This work addresses the lack of reliable, decentralized verification mechanisms for large language models and multi-agent systems in high-stakes scenarios, where existing centralized approaches suffer from poor robustness, limited scalability, and privacy risks. To overcome these limitations, the authors propose TRUST, a novel framework that integrates a hierarchical directed acyclic graph (HDAG) with a causal interaction graph (CIG) to enable parallel auditing and precise root-cause tracing via the DAAN protocol. TRUST further introduces a stake-weighted, multi-layer consensus mechanism that guarantees correctness even under up to 30% malicious participation. Experimental results demonstrate that TRUST achieves 72.4% accuracy across multiple LLMs and benchmarks—surpassing baselines by 4–18%—and remains robust against 20% data poisoning. The DAAN protocol attains 70% attribution accuracy (outperforming baselines by 7–16 percentage points) while reducing token usage by 60%. Human evaluations yield an F1 score of 0.89 and a Brier score of 0.074.

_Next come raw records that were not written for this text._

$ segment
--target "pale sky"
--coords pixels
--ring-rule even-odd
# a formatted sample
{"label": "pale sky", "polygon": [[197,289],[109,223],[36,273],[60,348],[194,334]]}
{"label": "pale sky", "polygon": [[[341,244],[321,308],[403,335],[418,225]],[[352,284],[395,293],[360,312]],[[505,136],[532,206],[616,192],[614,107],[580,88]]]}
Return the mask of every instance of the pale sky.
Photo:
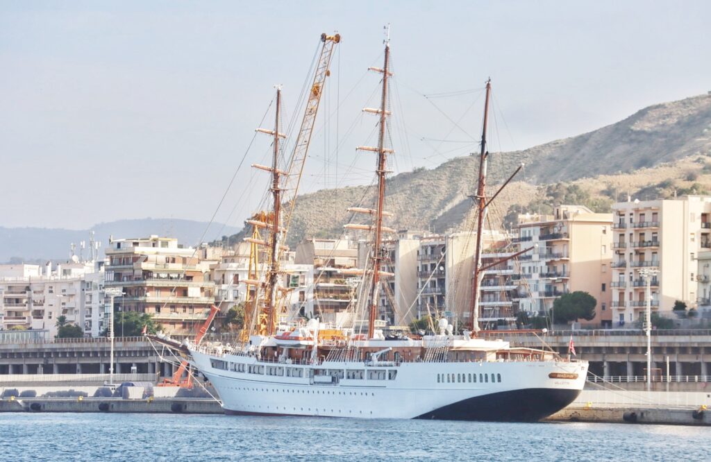
{"label": "pale sky", "polygon": [[[294,114],[322,32],[343,42],[304,190],[370,183],[372,154],[355,147],[376,142],[360,109],[378,104],[378,76],[365,70],[381,65],[387,23],[399,173],[476,149],[489,76],[492,151],[705,93],[710,18],[704,1],[2,1],[0,226],[208,220],[274,84]],[[258,138],[218,221],[239,225],[257,206],[267,178],[247,167],[268,150]],[[242,195],[250,178],[257,186]]]}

Large Reasoning Models (LRMs) and Multi-Agent Systems (MAS) in high-stakes domains demand reliable verification, yet centralized approaches suffer four limitations: (1) Robustness, with single points of failure vulnerable to attacks and bias; (2) Scalability, as reasoning complexity creates bottlenecks; (3) Opacity, as hidden auditing erodes trust; and (4) Privacy, as exposed reasoning traces risk model theft. We introduce TRUST (Transparent, Robust, and Unified Services for Trustworthy AI), a decentralized framework with three innovations: (i) Hierarchical Directed Acyclic Graphs (HDAGs) that decompose Chain-of-Thought reasoning into five abstraction levels for parallel distributed auditing; (ii) the DAAN protocol, which projects multi-agent interactions into Causal Interaction Graphs (CIGs) for deterministic root-cause attribution; and (iii) a multi-tier consensus mechanism among computational checkers, LLM evaluators, and human experts with stake-weighted voting that guarantees correctness under 30% adversarial participation. We prove a Safety-Profitability Theorem ensuring honest auditors profit while malicious actors incur losses. All decisions are recorded on-chain, while privacy-by-design segmentation prevents reconstruction of proprietary logic. Across multiple LLMs and benchmarks, TRUST attains 72.4% accuracy (4-18% above baselines) and remains resilient against 20% corruption. DAAN reaches 70% root-cause attribution (vs. 54-63% for standard methods) with 60% token savings. Human studies validate the design (F1 = 0.89, Brier = 0.074). The framework supports (A1) decentralized auditing, (A2) tamper-proof leaderboards, (A3) trustless data annotation, and (A4) governed autonomous agents, pioneering decentralized AI auditing for safe, accountable deployment of reasoning-capable systems.